La SA BANQUE ACCORD qui réfutait dans ses conclusions d'avant la réouverture des débats chacun des moyens de l'appelante et stigmatisait également la mauvaise foi de celle-ci soutient, dans ses conclusions après réouverture des débats, que le découvert autorisé était de 20.000 F et qu'aucune forclusion n'est donc encourue et ce dans la mesure ou en tout état de cause, eu égard au texte applicable au contrat, la sanction de cette irrégularité serait au mieux la déchéance du droit du préteur aux intérêts conventionnels. Elle s'oppose également à tout délai de paiement.

Elle conclut donc à la confirmation du jugement, au rejet des prétentions de Madame X. et à l'allocation de la somme de 1.500 euros en application de l’article 700 du Code de procédure civile.

L'ordonnance de clôture est intervenue le 14 janvier 2010 ; l'affaire après réouverture des débats est venue à l'audience de plaidoirie du 7 septembre 2010 à l'issue de laquelle elle a été mise en délibéré au 28 octobre 2010.

 

MOTIFS (justification de la décision)                                                 (N.B. : Mention ne figurant pas sur l’original)

SUR CE,

1. Sur le moyen de nullité de l'ordonnance d'injonction de payer soulevé par Madame Y. épouse X., il sera observé que la copie qui lui a été signifiée est revêtue de la signature du greffier qui la certifiée conforme à la minute détenue par le greffe du tribunal d'instance. Par ailleurs, la copie de la dite ordonnance figurant au dossier de première instance versé au dossier de la cour, comporte la signature du juge et du greffier. Aussi, par application des dispositions des articles 1410, 1411, 458, 459 et 726 et suivants du Code de procédure civile, l'ordonnance entreprise sera-t-elle déclarée régulière et le moyen rejeté.

2.1. Aux termes de l’article L. 311-37 du Code de la consommation, dans sa rédaction applicable lors de la conclusion du contrat, les actions nées d'un contrat de crédit à la consommation doivent être engagées, à peine de forclusion, dans les deux années de l'événement qui leur a donné naissance. Le point de départ du délai biennal, à l'expiration duquel il ne peut plus s'exercer d'action, se situe à la date d'exigibilité de l'obligation qui lui a donnée naissance.

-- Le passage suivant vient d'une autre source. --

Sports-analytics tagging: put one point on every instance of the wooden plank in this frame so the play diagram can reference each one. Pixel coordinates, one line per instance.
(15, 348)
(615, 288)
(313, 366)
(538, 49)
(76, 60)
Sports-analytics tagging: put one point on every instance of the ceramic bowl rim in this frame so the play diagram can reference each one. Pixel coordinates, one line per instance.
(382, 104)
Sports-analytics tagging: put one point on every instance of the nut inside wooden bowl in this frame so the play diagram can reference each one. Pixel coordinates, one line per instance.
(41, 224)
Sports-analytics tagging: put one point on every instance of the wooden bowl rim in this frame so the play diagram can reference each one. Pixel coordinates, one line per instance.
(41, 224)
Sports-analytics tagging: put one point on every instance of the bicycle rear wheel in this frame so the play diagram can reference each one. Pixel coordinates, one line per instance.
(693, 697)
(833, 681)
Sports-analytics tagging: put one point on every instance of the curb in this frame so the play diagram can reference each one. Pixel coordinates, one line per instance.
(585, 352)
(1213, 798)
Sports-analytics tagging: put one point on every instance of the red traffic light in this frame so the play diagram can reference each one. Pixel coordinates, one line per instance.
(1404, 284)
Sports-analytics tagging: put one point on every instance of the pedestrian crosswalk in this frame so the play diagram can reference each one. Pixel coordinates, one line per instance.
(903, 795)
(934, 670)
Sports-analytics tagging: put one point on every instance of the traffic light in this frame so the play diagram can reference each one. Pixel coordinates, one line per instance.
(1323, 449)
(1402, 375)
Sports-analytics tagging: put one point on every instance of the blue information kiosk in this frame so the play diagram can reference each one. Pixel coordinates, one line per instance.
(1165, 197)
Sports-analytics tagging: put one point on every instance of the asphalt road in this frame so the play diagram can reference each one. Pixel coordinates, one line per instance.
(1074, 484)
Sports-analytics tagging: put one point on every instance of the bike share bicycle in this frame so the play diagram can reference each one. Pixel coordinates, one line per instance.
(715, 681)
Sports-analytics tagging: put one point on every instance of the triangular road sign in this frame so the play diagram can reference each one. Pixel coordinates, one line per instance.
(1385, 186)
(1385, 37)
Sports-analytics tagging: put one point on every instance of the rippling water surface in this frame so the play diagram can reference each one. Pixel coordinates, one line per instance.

Plus précisément, dans le cas d'une ouverture de crédit, d'un montant déterminé et reconstituable, assortie d'une obligation de remboursement à échéances convenues, le point de départ de ce délai se situe au moment où le montant du dépassement maximum initialement convenu n'est pas régularisé, cette situation constituant un incident caractérisant la défaillance de l'emprunteur.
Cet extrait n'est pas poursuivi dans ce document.